"Are You Sad, Cozmo?"
Author(s) -
Hannah Pelikan,
Mathias Broth,
Leelo Keevallik
Publication year - 2020
Publication title -
diva (linkoping university)
Language(s) - English
Resource type - Conference proceedings
ISBN - 978-1-4503-6746-2
DOI - 10.1145/3319502.3374814
Subject(s) - sadness , happiness , vagueness , robot , computer science , human–computer interaction , animation , conversation , psychology , social robot , cognitive psychology , social psychology , artificial intelligence , mobile robot , anger , fuzzy logic , communication , robot control , computer graphics (images)

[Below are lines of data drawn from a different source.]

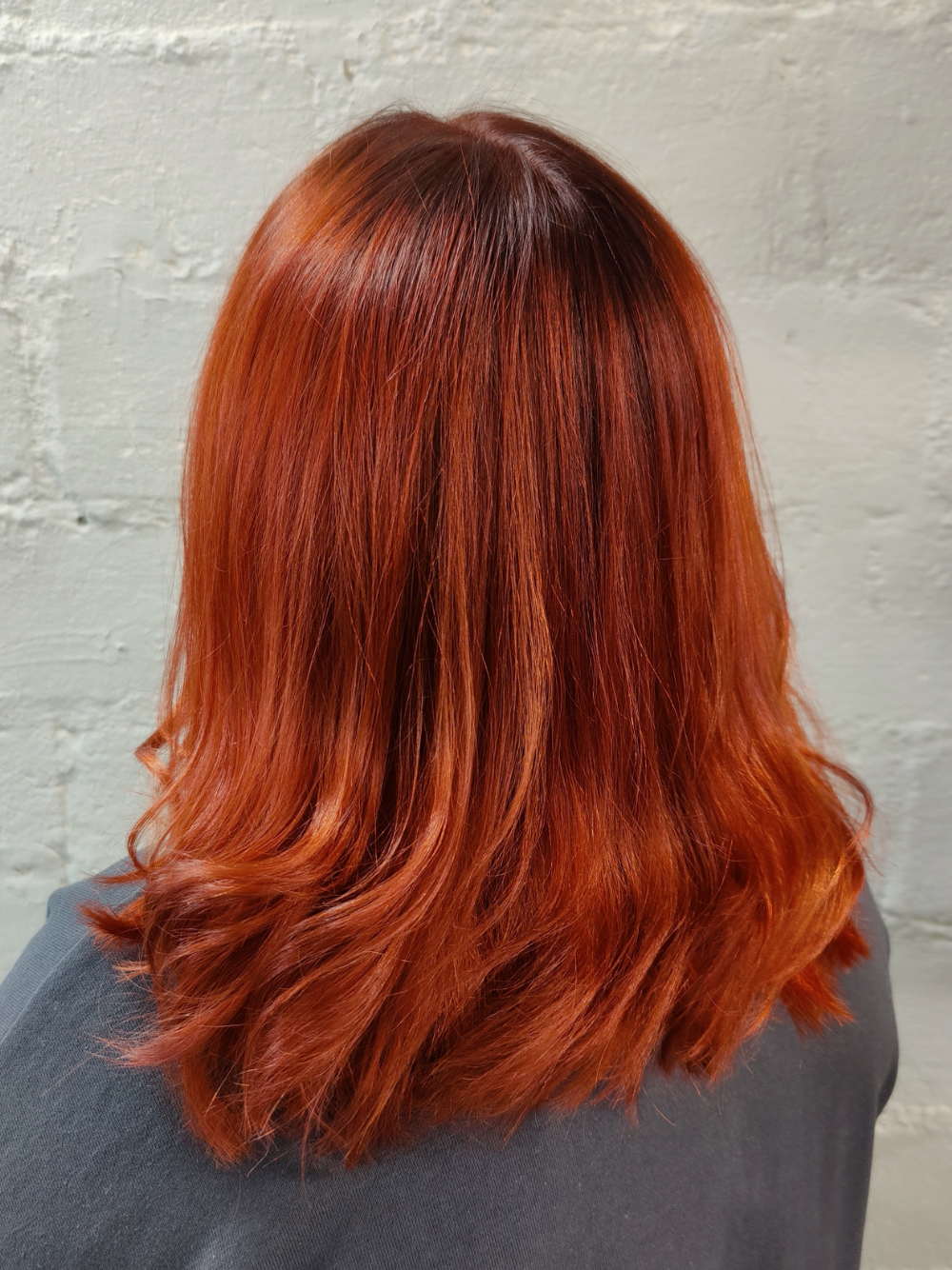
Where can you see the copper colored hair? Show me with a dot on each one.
(482, 783)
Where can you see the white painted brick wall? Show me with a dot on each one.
(805, 150)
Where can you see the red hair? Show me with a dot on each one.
(480, 779)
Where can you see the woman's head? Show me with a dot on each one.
(480, 778)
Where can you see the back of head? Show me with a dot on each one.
(480, 779)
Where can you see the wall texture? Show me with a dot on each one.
(803, 149)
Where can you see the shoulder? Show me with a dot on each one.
(61, 935)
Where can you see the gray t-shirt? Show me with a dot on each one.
(765, 1170)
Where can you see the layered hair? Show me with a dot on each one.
(480, 780)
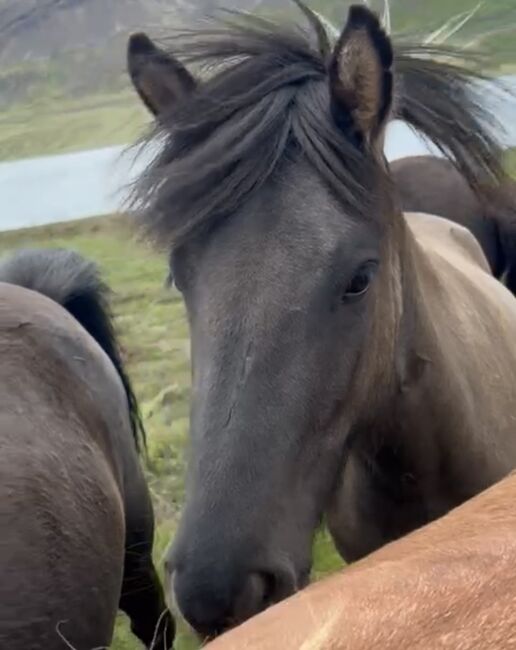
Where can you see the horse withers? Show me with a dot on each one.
(76, 519)
(347, 361)
(434, 185)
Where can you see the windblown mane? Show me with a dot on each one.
(268, 100)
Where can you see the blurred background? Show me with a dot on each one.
(67, 116)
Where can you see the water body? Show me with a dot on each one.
(51, 189)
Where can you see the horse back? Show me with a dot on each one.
(62, 511)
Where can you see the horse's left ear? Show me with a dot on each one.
(361, 74)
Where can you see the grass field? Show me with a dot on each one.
(154, 335)
(58, 123)
(55, 126)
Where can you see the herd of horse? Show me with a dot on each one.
(353, 350)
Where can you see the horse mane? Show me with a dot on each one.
(75, 283)
(267, 100)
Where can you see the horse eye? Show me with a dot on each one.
(360, 282)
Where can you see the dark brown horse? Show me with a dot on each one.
(346, 361)
(434, 185)
(76, 519)
(451, 584)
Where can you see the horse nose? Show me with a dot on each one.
(211, 606)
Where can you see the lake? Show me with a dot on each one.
(50, 189)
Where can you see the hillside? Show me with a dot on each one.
(47, 46)
(63, 84)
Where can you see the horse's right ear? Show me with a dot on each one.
(360, 69)
(158, 78)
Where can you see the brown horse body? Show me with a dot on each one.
(405, 468)
(450, 585)
(347, 361)
(435, 186)
(76, 519)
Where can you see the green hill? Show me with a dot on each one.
(63, 85)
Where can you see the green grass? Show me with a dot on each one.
(154, 335)
(51, 121)
(54, 125)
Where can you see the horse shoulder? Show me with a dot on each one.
(59, 362)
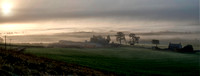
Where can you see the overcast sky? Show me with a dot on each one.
(131, 15)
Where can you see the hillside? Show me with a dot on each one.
(16, 63)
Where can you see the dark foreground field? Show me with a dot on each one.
(16, 63)
(126, 60)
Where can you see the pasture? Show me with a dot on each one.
(126, 60)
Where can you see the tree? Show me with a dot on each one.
(100, 39)
(155, 42)
(120, 36)
(133, 39)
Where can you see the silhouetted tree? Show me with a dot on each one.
(1, 40)
(120, 36)
(101, 40)
(133, 39)
(155, 42)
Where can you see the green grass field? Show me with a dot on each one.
(126, 60)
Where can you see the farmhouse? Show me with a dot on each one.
(173, 46)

This paper explores how humans interpret displays of emotion produced by a social robot in real world situated interaction. Taking a multimodal conversation analytic approach, we analyze video data of families interacting with a Cozmo robot in their homes. Focusing on one happy and one sad robot animation, we study, on a turn-by-turn basis, how participants respond to audible and visible robot behavior designed to display emotion. We show how emotion animations are consequential for interactional progressivity: While displays of happiness typically move the interaction forward, displays of sadness regularly lead to a reconsideration of previous actions by humans. Furthermore, in making sense of the robot animations people may move beyond the designer's reported intentions, actually broadening the opportunities for their subsequent engagement. We discuss how sadness functions as an interactional "rewind button" and how the inherent vagueness of emotion displays can be deployed in design.